Church Of All Saints is a Grade II* listed building in the North York Moors National Park local planning authority area, England. First listed on 10 November 1953. A Medieval Church.
Church Of All Saints
- WRENN ID
- woven-steel-mist
- Grade
- II*
- Local Planning Authority
- North York Moors National Park
- Country
- England
- Date first listed
- 10 November 1953
- Type
- Church
- Period
- Medieval
- Source
- Historic England listing
Description
The Church of All Saints is a church dating from the 14th century, with a late 14th-century tower, 15th-century arcades and chancel arch, and significant rebuilding and restoration work undertaken in 1865-66 and 1900. It is a building of group value. The church stands on the north side of High Street in Thornton Dale.

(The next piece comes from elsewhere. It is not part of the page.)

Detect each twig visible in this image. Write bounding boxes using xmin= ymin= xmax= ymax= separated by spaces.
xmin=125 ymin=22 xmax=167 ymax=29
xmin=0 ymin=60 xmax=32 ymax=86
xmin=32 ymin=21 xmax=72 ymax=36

The church is constructed from dressed sandstone on chamfered plinths, with sandstone ashlar for the porch and a stone-flagged roof. It comprises a west tower, a four-bay double-aisled nave, a south porch, and a chancel with a vestry. The four-stage tower has battlements, crocketed pinnacles, and diagonal buttresses with offsets. It features two-light mullion and transom louvred bell openings on each face, set beneath pointed hood-moulds which form an impost band. The west window has three lights with reticulated tracery beneath a pointed hood-mould on corbel heads. The nave has diagonal buttresses. The gabled south porch contains a pointed doorway of two chamfered orders, while a segment-headed north door is also present, both with hood-moulds on corbel heads. Most windows have been rebuilt as two-light openings, with the exception of a single trefoil-headed light to the right of the north door. A continuous hood-mould with labels is a feature. The chancel has a shouldered priest's door to the centre of the south wall, beneath a rebuilt two-light window, with similar windows on either side. A small, ogee-arched window is located to the west, and a diagonal buttress to the east. The rebuilt east window has three lights with reticulated tracery beneath the original pointed hood-mould on corbel heads.

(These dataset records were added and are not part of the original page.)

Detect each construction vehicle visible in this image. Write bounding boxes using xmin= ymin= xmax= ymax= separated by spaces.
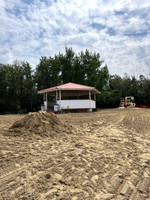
xmin=120 ymin=96 xmax=136 ymax=108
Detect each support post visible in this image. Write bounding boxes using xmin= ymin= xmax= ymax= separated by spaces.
xmin=45 ymin=93 xmax=48 ymax=111
xmin=89 ymin=90 xmax=91 ymax=100
xmin=42 ymin=93 xmax=45 ymax=111
xmin=59 ymin=90 xmax=61 ymax=100
xmin=56 ymin=90 xmax=58 ymax=103
xmin=59 ymin=90 xmax=62 ymax=110
xmin=94 ymin=94 xmax=96 ymax=109
xmin=89 ymin=90 xmax=92 ymax=111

Inside, the tower arch is tall and narrow, featuring two chamfered orders. The north and south arcades have double-chamfered pointed arches on piers with four shafts, roll mouldings, fillets and annulets. The tall, pointed chancel arch has two chamfered orders on half-octagonal piers. A 14th-century piscina and restored sedilia are present in the chancel's south wall, along with a 14th-century cusped and pointed tomb niche containing a sculpted figure of a lady with a crocketed canopy above her head and a dog at her feet; armorial shields suggest she may be Lady Beatrice Hastings. Other monuments include a memorial to John Hill (died 1773) by Fisher of York – a detached urn on a tall, carved pedestal in a trefoil-headed niche – and a wall tablet to Richard Johnson Hill (died 1793). Brass tablets are dedicated to John Porter (died 1686), Jane Porter (died 1705), and Thomas Mason and his wife (both died 1744).